Physical Origin of the Differential Voltage Minimum Associated with Lithium Plating in Li-Ion Batteries
Simon E. J. O’Kane, Ian D. Campbell, M. Waseem Marzook, Gregory J. Offer, Monica Marinescu
Abstract
The main barrier to fast charging of Li-ion batteries at low temperatures is the risk of short-circuiting due to lithium plating. In-situ detection of Li plating is highly sought after in order to develop fast charging strategies that avoid plating. It is widely believed that Li plating after a single fast charge can be detected and quantified by using a minimum in the differential voltage (DV) signal during the subsequent discharge, which indicates how much lithium has been stripped.

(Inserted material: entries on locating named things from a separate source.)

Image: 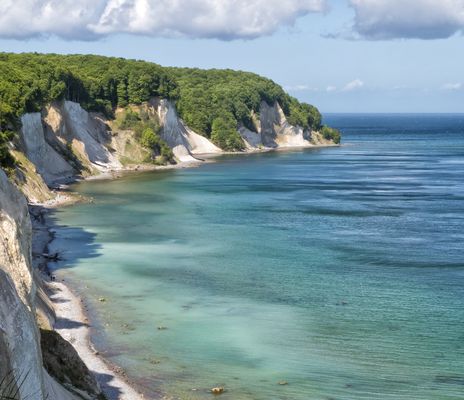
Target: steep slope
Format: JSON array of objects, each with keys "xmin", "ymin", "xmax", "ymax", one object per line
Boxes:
[{"xmin": 0, "ymin": 170, "xmax": 88, "ymax": 400}]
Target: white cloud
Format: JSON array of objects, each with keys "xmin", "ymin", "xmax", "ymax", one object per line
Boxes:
[
  {"xmin": 441, "ymin": 83, "xmax": 463, "ymax": 90},
  {"xmin": 342, "ymin": 79, "xmax": 364, "ymax": 92},
  {"xmin": 0, "ymin": 0, "xmax": 327, "ymax": 40},
  {"xmin": 350, "ymin": 0, "xmax": 464, "ymax": 40}
]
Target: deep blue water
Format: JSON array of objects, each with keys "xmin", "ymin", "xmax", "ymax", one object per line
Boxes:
[{"xmin": 50, "ymin": 115, "xmax": 464, "ymax": 400}]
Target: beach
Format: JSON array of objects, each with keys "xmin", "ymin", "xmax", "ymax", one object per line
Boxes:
[{"xmin": 30, "ymin": 192, "xmax": 145, "ymax": 400}]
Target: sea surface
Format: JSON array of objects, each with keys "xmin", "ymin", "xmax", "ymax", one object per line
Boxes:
[{"xmin": 49, "ymin": 114, "xmax": 464, "ymax": 400}]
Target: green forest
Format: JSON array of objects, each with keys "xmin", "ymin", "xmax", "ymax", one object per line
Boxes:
[{"xmin": 0, "ymin": 53, "xmax": 336, "ymax": 166}]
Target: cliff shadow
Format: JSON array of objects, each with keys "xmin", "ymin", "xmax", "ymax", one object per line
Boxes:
[{"xmin": 37, "ymin": 206, "xmax": 102, "ymax": 279}]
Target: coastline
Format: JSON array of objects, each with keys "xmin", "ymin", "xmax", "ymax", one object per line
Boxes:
[
  {"xmin": 31, "ymin": 199, "xmax": 145, "ymax": 400},
  {"xmin": 30, "ymin": 144, "xmax": 340, "ymax": 400}
]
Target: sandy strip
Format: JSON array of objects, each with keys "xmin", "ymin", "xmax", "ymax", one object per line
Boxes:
[
  {"xmin": 30, "ymin": 197, "xmax": 145, "ymax": 400},
  {"xmin": 49, "ymin": 282, "xmax": 144, "ymax": 400}
]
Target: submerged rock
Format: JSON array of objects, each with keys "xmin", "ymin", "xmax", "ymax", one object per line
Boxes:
[{"xmin": 211, "ymin": 386, "xmax": 225, "ymax": 394}]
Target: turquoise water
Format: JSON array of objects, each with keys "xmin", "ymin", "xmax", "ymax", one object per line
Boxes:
[{"xmin": 53, "ymin": 115, "xmax": 464, "ymax": 400}]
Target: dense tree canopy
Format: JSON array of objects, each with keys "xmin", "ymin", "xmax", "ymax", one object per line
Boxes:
[{"xmin": 0, "ymin": 53, "xmax": 321, "ymax": 163}]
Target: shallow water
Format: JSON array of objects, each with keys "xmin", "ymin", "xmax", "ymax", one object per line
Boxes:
[{"xmin": 49, "ymin": 115, "xmax": 464, "ymax": 400}]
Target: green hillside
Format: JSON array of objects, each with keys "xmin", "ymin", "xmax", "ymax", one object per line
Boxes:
[{"xmin": 0, "ymin": 53, "xmax": 338, "ymax": 165}]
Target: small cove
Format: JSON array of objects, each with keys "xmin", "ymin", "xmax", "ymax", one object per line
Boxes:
[{"xmin": 52, "ymin": 115, "xmax": 464, "ymax": 400}]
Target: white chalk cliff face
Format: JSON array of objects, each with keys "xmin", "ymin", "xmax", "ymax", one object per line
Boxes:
[
  {"xmin": 0, "ymin": 170, "xmax": 75, "ymax": 400},
  {"xmin": 239, "ymin": 101, "xmax": 320, "ymax": 150},
  {"xmin": 15, "ymin": 98, "xmax": 330, "ymax": 201},
  {"xmin": 151, "ymin": 99, "xmax": 222, "ymax": 162}
]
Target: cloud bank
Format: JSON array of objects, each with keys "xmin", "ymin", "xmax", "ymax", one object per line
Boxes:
[
  {"xmin": 350, "ymin": 0, "xmax": 464, "ymax": 40},
  {"xmin": 0, "ymin": 0, "xmax": 327, "ymax": 40}
]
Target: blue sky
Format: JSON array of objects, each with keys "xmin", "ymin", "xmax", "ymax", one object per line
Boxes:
[{"xmin": 0, "ymin": 0, "xmax": 464, "ymax": 112}]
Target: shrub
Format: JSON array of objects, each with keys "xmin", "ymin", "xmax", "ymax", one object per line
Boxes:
[
  {"xmin": 321, "ymin": 125, "xmax": 341, "ymax": 144},
  {"xmin": 211, "ymin": 114, "xmax": 245, "ymax": 151}
]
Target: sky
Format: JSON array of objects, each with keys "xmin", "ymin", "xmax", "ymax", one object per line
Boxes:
[{"xmin": 0, "ymin": 0, "xmax": 464, "ymax": 113}]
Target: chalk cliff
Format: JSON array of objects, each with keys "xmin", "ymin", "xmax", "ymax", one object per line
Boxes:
[{"xmin": 0, "ymin": 170, "xmax": 100, "ymax": 400}]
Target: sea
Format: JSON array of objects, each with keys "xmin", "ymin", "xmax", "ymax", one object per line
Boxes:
[{"xmin": 48, "ymin": 114, "xmax": 464, "ymax": 400}]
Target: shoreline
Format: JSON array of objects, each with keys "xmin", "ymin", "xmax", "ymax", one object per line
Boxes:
[
  {"xmin": 30, "ymin": 202, "xmax": 145, "ymax": 400},
  {"xmin": 29, "ymin": 144, "xmax": 340, "ymax": 400}
]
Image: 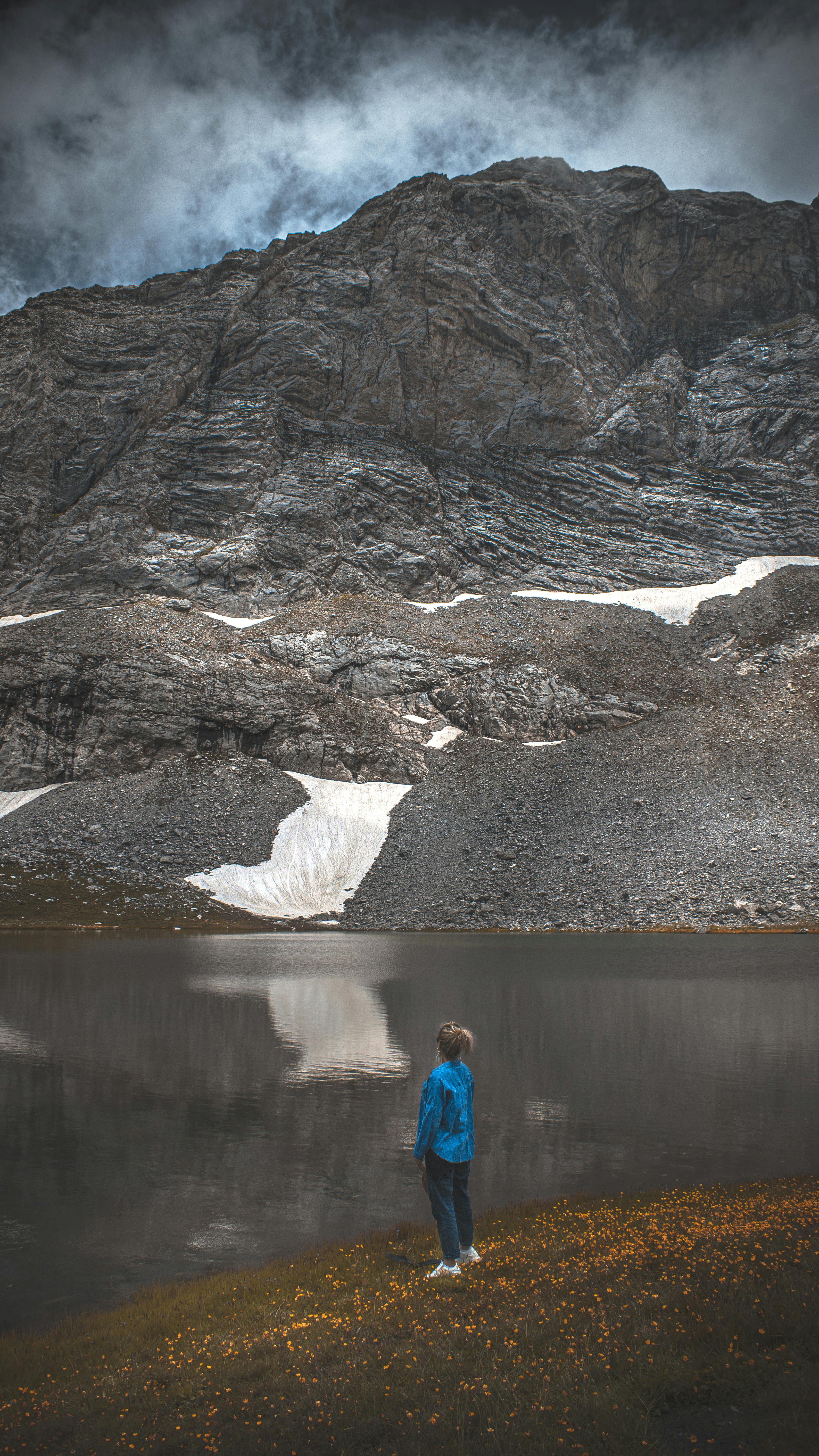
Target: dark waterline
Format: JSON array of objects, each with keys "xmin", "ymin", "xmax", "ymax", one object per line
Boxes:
[{"xmin": 0, "ymin": 933, "xmax": 819, "ymax": 1326}]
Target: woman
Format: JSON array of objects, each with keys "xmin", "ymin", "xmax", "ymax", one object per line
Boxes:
[{"xmin": 414, "ymin": 1021, "xmax": 481, "ymax": 1278}]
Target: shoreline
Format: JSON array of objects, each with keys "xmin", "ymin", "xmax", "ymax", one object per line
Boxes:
[{"xmin": 0, "ymin": 1175, "xmax": 819, "ymax": 1456}]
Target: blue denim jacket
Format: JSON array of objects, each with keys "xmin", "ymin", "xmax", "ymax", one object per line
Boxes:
[{"xmin": 415, "ymin": 1057, "xmax": 475, "ymax": 1163}]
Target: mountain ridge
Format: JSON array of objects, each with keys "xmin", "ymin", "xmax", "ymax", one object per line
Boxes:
[{"xmin": 0, "ymin": 159, "xmax": 819, "ymax": 927}]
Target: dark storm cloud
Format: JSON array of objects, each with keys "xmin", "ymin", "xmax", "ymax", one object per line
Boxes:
[{"xmin": 0, "ymin": 0, "xmax": 819, "ymax": 309}]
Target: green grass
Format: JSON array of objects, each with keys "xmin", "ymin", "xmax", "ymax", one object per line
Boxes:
[{"xmin": 0, "ymin": 1178, "xmax": 819, "ymax": 1456}]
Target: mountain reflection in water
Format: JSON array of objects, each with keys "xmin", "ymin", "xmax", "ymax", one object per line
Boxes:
[
  {"xmin": 0, "ymin": 932, "xmax": 819, "ymax": 1324},
  {"xmin": 194, "ymin": 976, "xmax": 410, "ymax": 1082}
]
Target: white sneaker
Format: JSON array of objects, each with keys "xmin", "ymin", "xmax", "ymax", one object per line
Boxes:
[{"xmin": 424, "ymin": 1259, "xmax": 461, "ymax": 1278}]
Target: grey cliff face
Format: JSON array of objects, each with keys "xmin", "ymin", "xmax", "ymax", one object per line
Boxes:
[
  {"xmin": 0, "ymin": 157, "xmax": 819, "ymax": 925},
  {"xmin": 0, "ymin": 159, "xmax": 819, "ymax": 612}
]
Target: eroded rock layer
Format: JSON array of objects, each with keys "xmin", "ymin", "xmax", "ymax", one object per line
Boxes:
[{"xmin": 0, "ymin": 159, "xmax": 819, "ymax": 926}]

In this work, a pseudo-2D physics-based model is used to investigate the effect on Li plating and stripping of concentration-dependent diffusion coefficients in the active electrode materials. A new modelling protocol is also proposed, in order to distinguish the effects of fast charging, slow charging and Li plating/stripping. The model predicts that the DV minimum associated with Li stripping is in fact a shifted and more abrupt version of a minimum caused by the stage II-stage III transition in the graphite negative electrode. Therefore, the minimum cannot be used to quantify stripping. Using concentration-dependent diffusion coefficients yields qualitatively different results to previous work. This knowledge casts doubt on the utility of DV analysis for detecting Li plating.